Joseph Voyame aura-t-il par exemple droit à sa mention dans l’ouvrage que la chroniqueuse et essayiste vaudoise Marie-Hélène Miauton consacre à «40 personnalités jurassiennes œuvrant en Suisse et dans le monde». Condition pour y figurer: être né dans le canton du Jura ou en être originaire ou y avoir vécu dès l’enfance. Avoir bénéficié ensuite d’une vie active éloquente pour avoir eu le privilège d’une reconnaissance – depuis 1979 du moins – hors des frontières du canton.

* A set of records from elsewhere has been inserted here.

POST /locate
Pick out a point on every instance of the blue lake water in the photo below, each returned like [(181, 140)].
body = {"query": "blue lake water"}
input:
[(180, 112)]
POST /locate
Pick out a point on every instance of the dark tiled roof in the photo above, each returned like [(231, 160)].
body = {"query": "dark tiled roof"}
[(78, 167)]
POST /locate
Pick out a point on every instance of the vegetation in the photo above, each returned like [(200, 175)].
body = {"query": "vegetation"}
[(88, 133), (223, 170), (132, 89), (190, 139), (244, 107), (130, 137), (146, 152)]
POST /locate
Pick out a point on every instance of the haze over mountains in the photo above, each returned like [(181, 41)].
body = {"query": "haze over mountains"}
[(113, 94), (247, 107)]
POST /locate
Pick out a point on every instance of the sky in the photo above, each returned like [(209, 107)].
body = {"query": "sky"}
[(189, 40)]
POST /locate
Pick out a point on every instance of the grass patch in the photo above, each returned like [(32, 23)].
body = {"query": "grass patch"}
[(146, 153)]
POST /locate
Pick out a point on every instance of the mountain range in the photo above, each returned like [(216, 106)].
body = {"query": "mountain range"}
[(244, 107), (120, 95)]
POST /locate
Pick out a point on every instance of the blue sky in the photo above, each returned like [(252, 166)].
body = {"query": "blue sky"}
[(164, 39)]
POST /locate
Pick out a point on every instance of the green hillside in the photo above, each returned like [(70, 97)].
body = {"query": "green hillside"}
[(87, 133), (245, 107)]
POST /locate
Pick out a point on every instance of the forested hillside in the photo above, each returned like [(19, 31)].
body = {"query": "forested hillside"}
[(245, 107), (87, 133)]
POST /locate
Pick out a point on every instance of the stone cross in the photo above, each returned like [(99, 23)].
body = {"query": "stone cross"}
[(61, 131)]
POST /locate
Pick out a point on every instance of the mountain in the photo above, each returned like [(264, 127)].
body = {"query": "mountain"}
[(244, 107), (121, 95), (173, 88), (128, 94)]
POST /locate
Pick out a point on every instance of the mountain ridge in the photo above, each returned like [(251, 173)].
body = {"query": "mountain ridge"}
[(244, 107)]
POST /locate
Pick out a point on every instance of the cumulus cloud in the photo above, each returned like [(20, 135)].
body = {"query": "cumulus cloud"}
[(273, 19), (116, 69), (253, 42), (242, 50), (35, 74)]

Qui figurera dans cet ouvrage? Le secret est bien gardé avant le vernissage du livre le 21 juin à l’Hôtel des Halles de Porrentruy, au premier jour des festivités marquant les 40 ans de l’entrée du canton dans la Confédération. Quelques-uns des héros du jour seront présents, nous assure-t-on. Une certitude: Jean-Claude Rennwald appartient au ghota et aura sa place dans ce «choix raisonné de personnalités d’une valeur indiscutablement marquante». Un concentré de l’histoire jurassienne… en attendant les 50 ans.